University of Utah researchers developed a high-speed camera system that spent the past two winters photographing snowflakes in 3D as they fell – and they don’t look much like those perfect-but-rare snowflakes often seen in photos.

NASA and the U.S. Army helped fund development of the camera, and the National Science Foundation funded the observations. The goal is to improve computer simulations of falling snow and how it interacts with radar. That should help improve the use of radar for weather and snowpack forecasting, and reveal more about how snowy weather can degrade microwave (radar) communications.

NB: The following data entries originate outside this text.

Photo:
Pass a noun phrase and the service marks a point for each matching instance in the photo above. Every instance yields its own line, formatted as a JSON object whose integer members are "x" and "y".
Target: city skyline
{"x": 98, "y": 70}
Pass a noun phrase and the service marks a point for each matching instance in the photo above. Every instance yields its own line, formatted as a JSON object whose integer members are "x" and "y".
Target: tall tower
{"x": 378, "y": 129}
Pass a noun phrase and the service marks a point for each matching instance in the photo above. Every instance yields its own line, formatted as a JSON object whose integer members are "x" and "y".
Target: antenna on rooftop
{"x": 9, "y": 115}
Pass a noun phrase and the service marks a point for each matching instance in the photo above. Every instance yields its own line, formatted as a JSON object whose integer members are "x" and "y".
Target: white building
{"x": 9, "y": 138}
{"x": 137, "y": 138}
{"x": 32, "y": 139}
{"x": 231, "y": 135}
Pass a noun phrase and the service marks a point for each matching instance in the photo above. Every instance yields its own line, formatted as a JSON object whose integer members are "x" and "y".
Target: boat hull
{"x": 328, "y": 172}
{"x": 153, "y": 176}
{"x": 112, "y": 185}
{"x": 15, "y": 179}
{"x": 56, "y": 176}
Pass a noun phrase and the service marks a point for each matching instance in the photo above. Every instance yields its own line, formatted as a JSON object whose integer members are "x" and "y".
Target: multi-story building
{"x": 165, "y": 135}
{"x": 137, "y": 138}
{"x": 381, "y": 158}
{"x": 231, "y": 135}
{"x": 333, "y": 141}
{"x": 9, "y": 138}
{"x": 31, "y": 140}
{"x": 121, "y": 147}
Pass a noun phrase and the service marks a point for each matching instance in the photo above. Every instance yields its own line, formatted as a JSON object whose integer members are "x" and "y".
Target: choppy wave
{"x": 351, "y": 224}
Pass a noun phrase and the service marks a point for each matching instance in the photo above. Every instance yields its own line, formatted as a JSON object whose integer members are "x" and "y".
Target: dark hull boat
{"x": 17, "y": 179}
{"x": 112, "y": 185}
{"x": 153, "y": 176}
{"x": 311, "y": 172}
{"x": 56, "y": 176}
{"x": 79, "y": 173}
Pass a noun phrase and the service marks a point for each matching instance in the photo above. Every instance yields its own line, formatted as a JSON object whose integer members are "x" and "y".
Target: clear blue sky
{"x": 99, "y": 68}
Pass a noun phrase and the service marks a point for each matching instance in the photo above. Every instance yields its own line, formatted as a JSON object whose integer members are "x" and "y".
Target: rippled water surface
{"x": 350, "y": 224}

The Multi-Angle Snowflake Camera (MASC) includes three, industrial-grade, high-speed cameras: two 1.2-megapixel cameras and a 5-megapixel camera, plus two sets of two motion sensors to measure the speed of falling snowflakes. The camera has a ring-shaped housing measuring about 1 foot wide and roughly 4 inches tall. The three cameras are mounted on one side, each separated by 36 degrees and pointed toward the center.

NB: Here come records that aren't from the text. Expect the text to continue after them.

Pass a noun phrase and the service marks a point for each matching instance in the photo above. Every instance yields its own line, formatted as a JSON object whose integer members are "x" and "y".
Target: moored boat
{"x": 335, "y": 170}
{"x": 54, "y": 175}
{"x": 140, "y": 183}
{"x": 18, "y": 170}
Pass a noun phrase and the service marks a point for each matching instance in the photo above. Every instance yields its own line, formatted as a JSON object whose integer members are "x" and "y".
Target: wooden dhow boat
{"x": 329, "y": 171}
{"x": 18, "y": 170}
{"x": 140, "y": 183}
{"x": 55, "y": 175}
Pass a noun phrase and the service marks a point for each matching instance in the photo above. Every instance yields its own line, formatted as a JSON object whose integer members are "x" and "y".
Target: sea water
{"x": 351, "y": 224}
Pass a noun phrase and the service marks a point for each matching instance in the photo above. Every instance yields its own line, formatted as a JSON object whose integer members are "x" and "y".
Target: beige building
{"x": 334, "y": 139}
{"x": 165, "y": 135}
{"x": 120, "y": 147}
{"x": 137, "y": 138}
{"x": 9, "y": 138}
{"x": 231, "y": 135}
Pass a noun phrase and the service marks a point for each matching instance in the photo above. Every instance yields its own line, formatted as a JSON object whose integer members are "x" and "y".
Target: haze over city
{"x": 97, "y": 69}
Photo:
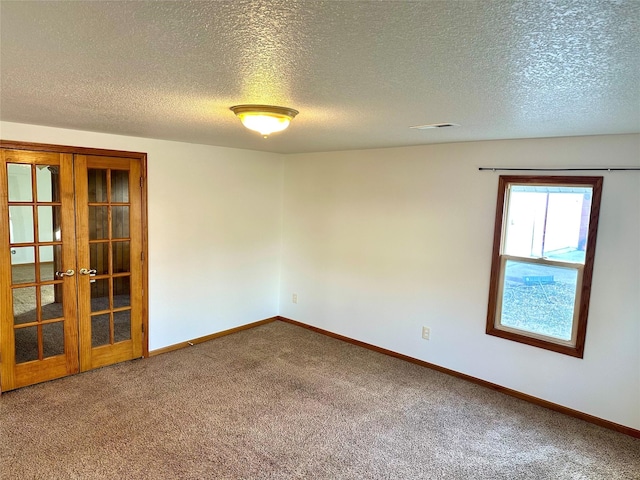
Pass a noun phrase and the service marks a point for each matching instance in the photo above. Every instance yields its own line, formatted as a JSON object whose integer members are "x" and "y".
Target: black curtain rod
{"x": 500, "y": 169}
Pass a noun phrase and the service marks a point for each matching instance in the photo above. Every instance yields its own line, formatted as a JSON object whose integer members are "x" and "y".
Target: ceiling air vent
{"x": 435, "y": 125}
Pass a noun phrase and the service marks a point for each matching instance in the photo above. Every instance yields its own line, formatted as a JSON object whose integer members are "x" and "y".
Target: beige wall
{"x": 214, "y": 230}
{"x": 378, "y": 243}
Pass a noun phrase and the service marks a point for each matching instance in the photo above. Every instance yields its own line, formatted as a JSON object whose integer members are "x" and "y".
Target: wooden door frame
{"x": 43, "y": 147}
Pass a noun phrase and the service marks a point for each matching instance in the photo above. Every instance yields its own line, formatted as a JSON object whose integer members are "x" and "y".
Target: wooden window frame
{"x": 575, "y": 347}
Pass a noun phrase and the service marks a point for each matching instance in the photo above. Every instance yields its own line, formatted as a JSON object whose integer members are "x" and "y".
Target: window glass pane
{"x": 546, "y": 221}
{"x": 539, "y": 298}
{"x": 19, "y": 182}
{"x": 119, "y": 186}
{"x": 97, "y": 183}
{"x": 20, "y": 224}
{"x": 47, "y": 183}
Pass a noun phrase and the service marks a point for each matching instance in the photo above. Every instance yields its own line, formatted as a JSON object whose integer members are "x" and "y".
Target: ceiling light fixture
{"x": 265, "y": 119}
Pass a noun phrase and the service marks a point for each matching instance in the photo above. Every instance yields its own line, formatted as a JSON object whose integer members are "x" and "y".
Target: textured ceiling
{"x": 359, "y": 72}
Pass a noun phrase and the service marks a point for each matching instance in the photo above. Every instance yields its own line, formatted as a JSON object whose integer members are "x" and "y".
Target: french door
{"x": 71, "y": 230}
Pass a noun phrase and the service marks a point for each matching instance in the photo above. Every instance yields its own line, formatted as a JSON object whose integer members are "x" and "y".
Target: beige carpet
{"x": 280, "y": 402}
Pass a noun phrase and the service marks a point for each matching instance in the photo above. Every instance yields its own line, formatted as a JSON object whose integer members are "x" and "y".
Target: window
{"x": 543, "y": 251}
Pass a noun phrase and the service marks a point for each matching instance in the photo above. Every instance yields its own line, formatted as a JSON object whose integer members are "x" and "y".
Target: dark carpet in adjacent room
{"x": 279, "y": 401}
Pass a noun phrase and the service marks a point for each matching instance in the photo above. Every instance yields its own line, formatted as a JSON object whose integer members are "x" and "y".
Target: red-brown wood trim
{"x": 144, "y": 207}
{"x": 206, "y": 338}
{"x": 503, "y": 182}
{"x": 45, "y": 147}
{"x": 507, "y": 391}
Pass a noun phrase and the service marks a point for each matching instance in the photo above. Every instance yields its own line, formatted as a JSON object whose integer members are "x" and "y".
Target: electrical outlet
{"x": 426, "y": 333}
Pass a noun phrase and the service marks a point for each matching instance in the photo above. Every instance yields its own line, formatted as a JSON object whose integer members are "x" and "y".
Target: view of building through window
{"x": 541, "y": 267}
{"x": 550, "y": 223}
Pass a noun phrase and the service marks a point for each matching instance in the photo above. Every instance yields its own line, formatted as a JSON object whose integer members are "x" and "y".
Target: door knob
{"x": 68, "y": 273}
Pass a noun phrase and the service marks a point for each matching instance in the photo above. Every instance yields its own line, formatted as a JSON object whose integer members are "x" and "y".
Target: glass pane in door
{"x": 23, "y": 267}
{"x": 97, "y": 183}
{"x": 120, "y": 222}
{"x": 100, "y": 330}
{"x": 100, "y": 295}
{"x": 121, "y": 326}
{"x": 24, "y": 305}
{"x": 20, "y": 224}
{"x": 26, "y": 340}
{"x": 20, "y": 185}
{"x": 98, "y": 223}
{"x": 47, "y": 183}
{"x": 53, "y": 339}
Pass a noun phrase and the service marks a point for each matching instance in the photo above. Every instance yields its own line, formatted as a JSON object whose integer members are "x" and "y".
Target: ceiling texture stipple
{"x": 360, "y": 72}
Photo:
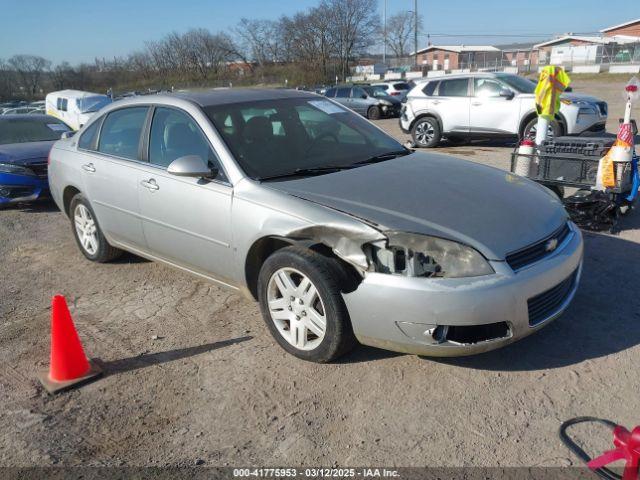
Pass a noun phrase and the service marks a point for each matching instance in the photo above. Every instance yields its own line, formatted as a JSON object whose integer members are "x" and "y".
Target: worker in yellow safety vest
{"x": 553, "y": 81}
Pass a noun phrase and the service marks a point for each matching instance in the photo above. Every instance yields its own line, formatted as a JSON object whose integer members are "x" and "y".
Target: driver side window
{"x": 358, "y": 92}
{"x": 174, "y": 134}
{"x": 486, "y": 88}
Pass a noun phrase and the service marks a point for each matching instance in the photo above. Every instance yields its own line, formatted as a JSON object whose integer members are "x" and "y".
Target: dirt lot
{"x": 193, "y": 376}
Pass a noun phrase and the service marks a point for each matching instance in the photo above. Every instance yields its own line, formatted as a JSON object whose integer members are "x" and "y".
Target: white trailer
{"x": 74, "y": 107}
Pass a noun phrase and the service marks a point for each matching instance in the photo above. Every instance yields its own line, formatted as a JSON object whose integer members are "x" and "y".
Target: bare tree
{"x": 6, "y": 80}
{"x": 260, "y": 40}
{"x": 355, "y": 25}
{"x": 400, "y": 31}
{"x": 30, "y": 70}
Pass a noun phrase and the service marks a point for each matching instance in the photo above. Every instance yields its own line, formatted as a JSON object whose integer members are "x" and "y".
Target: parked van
{"x": 75, "y": 107}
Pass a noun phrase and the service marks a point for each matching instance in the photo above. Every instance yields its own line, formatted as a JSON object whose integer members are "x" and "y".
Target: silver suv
{"x": 482, "y": 105}
{"x": 337, "y": 230}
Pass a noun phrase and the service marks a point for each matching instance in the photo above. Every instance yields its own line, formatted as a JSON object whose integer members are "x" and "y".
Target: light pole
{"x": 415, "y": 30}
{"x": 384, "y": 34}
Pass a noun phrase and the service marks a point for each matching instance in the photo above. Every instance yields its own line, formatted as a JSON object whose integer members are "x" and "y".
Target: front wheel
{"x": 426, "y": 132}
{"x": 87, "y": 233}
{"x": 300, "y": 299}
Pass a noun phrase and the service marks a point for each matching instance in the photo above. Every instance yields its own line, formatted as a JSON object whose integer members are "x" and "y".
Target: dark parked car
{"x": 372, "y": 102}
{"x": 25, "y": 142}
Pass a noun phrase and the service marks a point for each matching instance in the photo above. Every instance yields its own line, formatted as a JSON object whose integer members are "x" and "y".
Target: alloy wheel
{"x": 296, "y": 308}
{"x": 424, "y": 132}
{"x": 86, "y": 229}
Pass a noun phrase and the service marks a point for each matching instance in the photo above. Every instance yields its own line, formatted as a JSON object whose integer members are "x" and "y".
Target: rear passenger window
{"x": 430, "y": 88}
{"x": 121, "y": 131}
{"x": 454, "y": 88}
{"x": 88, "y": 138}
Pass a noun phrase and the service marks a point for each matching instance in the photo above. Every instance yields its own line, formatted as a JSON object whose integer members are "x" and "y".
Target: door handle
{"x": 150, "y": 184}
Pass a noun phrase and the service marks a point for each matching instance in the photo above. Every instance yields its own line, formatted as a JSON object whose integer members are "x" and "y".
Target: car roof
{"x": 461, "y": 75}
{"x": 33, "y": 116}
{"x": 239, "y": 95}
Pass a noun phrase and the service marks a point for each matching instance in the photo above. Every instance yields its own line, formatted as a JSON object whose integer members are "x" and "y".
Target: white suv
{"x": 481, "y": 105}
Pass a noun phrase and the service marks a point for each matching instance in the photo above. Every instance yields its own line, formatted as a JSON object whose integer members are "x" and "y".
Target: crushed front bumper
{"x": 409, "y": 314}
{"x": 21, "y": 188}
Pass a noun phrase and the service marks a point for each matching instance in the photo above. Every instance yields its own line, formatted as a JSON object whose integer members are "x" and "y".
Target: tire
{"x": 93, "y": 245}
{"x": 374, "y": 113}
{"x": 426, "y": 132}
{"x": 282, "y": 310}
{"x": 555, "y": 129}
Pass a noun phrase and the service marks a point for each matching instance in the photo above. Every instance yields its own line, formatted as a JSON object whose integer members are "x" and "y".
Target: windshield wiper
{"x": 384, "y": 156}
{"x": 301, "y": 172}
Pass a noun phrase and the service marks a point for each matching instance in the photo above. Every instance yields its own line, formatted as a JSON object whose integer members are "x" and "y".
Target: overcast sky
{"x": 79, "y": 31}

The multi-angle camera takes only black-and-white images because that gets more information; color filters block some light from images. The snowflake camera also has an extremely fast exposure time of up to one-40,000th of a second so it can capture pictures of fast-moving snowflakes in free-fall without blurring them.

Falling snow affects both microwave communications and weather-forecasting radar (which uses microwaves), yet the big problem is there is a very poor sense of how microwave radiation interacts with complex snowflake shapes. Errors in snowflake shape and size lead to errors in forecasting snowfall amounts and locations.